The onions are translucent and sweet-smelling, beginning to caramelize at the edges.

I add a pinch of salt, a crack of black pepper, and give everything a stir.

The door opens, letting in a gust of cold air that makes the fire flicker and sends a draft across my ankles.

Jason steps inside, arms full of split wood, snow dusting his shoulders and hair.

His breath mists in the sudden warmth of the cabin.

He kicks the door shut behind him with his boot—a move I've watched him make a thousand times now, efficient and automatic—and carries the wood to the stone hearth, stacking it neatly beside the fire.

"Cold out there," he says, brushing snow from his sleeves. His cheeks are ruddy from the wind, his beard flecked with ice crystals that are already starting to melt.

"It's February."

"Smart ass." But there's warmth in his voice, that dry amusement I know as well as my own heartbeat now. He shrugs out of his heavy coat, hanging it on the hook by the door, and I catch the familiar scent of pine and cold air and him.

He crosses to the sink to wash his hands, and I feel him pass behind me, close enough that his chest brushes my shoulder, deliberate in that way he still is. Always touching. Always aware of where I am in a room.

The water runs, steam rising as he scrubs wood dust and bark from his palms. I hear the rough rasp of his hands working together, thorough and methodical.

Small feet scamper toward him. He glances down, water still dripping from his hands, and without missing a beat, he scoops up Gianna with one damp hand, settling the small weight easily on his hip while he dries his other hand on a towel.

"Hungry?" he asks, tilting his head to look down into that small, upturned face.

A solemn nod. Sticky fingers reach for his beard, tangling in the dark hair.

"Yeah, me too." He presses a kiss to the top of that wild-haired head, then looks at me over it. His eyes are soft in the way they only get when he's looking at the two of us. "What can I do?"

"Flatbreads need to go on." I nod toward the cast iron griddle heating on the back burner. "And the sausages are almost done."
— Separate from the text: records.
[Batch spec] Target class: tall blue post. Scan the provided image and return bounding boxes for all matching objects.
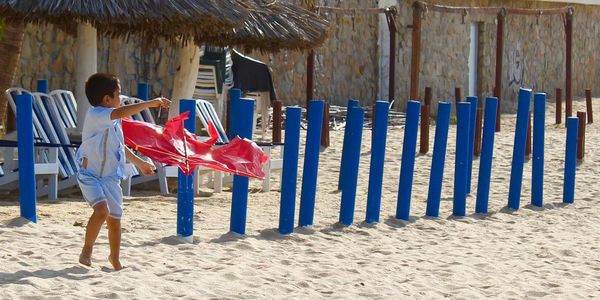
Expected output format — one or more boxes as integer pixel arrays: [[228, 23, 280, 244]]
[[298, 100, 325, 227], [365, 101, 390, 223], [563, 117, 579, 203], [508, 88, 531, 209], [452, 102, 471, 217], [425, 102, 452, 217], [475, 97, 498, 214], [229, 89, 241, 139], [340, 107, 365, 225], [177, 99, 196, 243], [229, 98, 254, 234], [138, 82, 150, 101], [16, 94, 37, 223], [467, 96, 478, 194], [37, 79, 49, 94], [338, 99, 360, 191], [279, 107, 302, 234], [531, 93, 546, 207], [396, 100, 421, 221]]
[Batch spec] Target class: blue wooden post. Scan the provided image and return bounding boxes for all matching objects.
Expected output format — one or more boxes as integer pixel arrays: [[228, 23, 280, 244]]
[[452, 102, 471, 217], [229, 89, 241, 140], [229, 98, 254, 234], [338, 99, 360, 191], [177, 99, 196, 243], [138, 82, 149, 101], [16, 94, 37, 223], [298, 100, 325, 227], [340, 107, 365, 225], [531, 93, 546, 207], [396, 100, 421, 221], [366, 101, 390, 223], [508, 88, 531, 209], [467, 96, 478, 194], [425, 102, 452, 217], [37, 79, 49, 94], [475, 97, 498, 214], [279, 107, 302, 234], [563, 117, 579, 203]]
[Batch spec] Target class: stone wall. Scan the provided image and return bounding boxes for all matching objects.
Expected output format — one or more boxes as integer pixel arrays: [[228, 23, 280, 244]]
[[15, 0, 600, 112]]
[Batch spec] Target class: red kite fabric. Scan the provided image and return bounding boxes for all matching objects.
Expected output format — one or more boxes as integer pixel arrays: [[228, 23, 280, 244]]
[[123, 112, 268, 179]]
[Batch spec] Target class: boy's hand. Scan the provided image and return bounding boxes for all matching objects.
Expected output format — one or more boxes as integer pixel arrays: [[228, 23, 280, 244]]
[[150, 97, 171, 108], [137, 161, 156, 176]]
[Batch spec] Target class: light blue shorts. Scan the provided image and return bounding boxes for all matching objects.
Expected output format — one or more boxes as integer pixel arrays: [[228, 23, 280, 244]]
[[77, 169, 123, 220]]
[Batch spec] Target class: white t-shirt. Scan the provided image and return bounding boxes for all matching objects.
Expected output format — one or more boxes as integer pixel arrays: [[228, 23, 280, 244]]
[[76, 106, 126, 179]]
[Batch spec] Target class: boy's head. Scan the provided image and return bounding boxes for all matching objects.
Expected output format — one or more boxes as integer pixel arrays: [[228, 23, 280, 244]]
[[85, 73, 121, 108]]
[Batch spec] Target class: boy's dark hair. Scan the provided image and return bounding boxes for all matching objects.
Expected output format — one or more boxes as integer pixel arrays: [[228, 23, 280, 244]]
[[85, 73, 119, 106]]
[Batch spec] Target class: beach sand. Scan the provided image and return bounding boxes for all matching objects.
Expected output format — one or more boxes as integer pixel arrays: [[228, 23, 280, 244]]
[[0, 99, 600, 299]]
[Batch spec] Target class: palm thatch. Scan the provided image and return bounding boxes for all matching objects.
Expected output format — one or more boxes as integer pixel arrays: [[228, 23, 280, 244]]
[[0, 0, 248, 42], [196, 0, 329, 52]]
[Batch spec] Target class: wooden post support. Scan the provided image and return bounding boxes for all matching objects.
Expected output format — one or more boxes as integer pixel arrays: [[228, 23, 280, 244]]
[[565, 9, 573, 118], [554, 88, 562, 125], [585, 89, 594, 124], [494, 9, 506, 132], [577, 111, 586, 161], [273, 100, 283, 144], [409, 1, 423, 100], [525, 112, 531, 160], [385, 6, 398, 102]]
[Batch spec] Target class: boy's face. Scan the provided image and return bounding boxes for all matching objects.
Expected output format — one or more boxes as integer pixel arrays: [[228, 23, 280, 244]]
[[102, 84, 121, 108]]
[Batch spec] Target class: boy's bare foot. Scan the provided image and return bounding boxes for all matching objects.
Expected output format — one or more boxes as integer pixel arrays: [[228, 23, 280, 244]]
[[79, 249, 92, 267], [108, 255, 123, 271]]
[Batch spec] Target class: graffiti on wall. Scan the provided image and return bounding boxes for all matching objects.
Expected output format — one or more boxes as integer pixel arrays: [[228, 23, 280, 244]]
[[508, 48, 525, 87]]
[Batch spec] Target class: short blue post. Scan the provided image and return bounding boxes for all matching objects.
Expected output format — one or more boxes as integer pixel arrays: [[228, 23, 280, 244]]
[[37, 79, 49, 94], [531, 93, 546, 207], [475, 97, 498, 214], [177, 99, 196, 243], [340, 107, 365, 225], [508, 88, 531, 209], [279, 106, 302, 234], [366, 101, 390, 223], [229, 89, 241, 139], [138, 82, 150, 101], [298, 100, 325, 227], [563, 117, 579, 203], [17, 94, 37, 223], [452, 102, 471, 217], [467, 96, 478, 194], [425, 102, 452, 217], [338, 99, 360, 191], [229, 98, 254, 234], [396, 100, 421, 221]]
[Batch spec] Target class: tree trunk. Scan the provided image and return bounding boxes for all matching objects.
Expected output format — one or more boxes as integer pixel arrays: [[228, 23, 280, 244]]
[[169, 43, 201, 118], [0, 22, 25, 133]]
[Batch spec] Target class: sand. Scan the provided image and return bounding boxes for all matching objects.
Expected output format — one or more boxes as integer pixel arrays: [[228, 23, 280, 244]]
[[0, 99, 600, 299]]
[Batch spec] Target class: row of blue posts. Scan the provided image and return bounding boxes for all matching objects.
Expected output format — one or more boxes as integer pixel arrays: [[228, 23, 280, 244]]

He sets our daughter down gently—"Go play, baby"—and the small body toddles off toward the basket of wooden blocks Jason carved over the course of last winter.

Each one is different: a bear, a tree, a fish, a star.

I watch for a moment as small hands pull out the bear, turning it over with intense concentration.

Jason moves to the stove, and we work in tandem now, the way we've learned to over years of shared space and shared meals and shared everything. He flips the sausages with easy competence, the motion so familiar I could map it with my eyes closed.

I slide the first flatbread on, watching it settle against the black iron.

It puffs almost immediately, air pockets forming and rising, and the smell shifts—raw dough giving way to something toasted and warm and alive.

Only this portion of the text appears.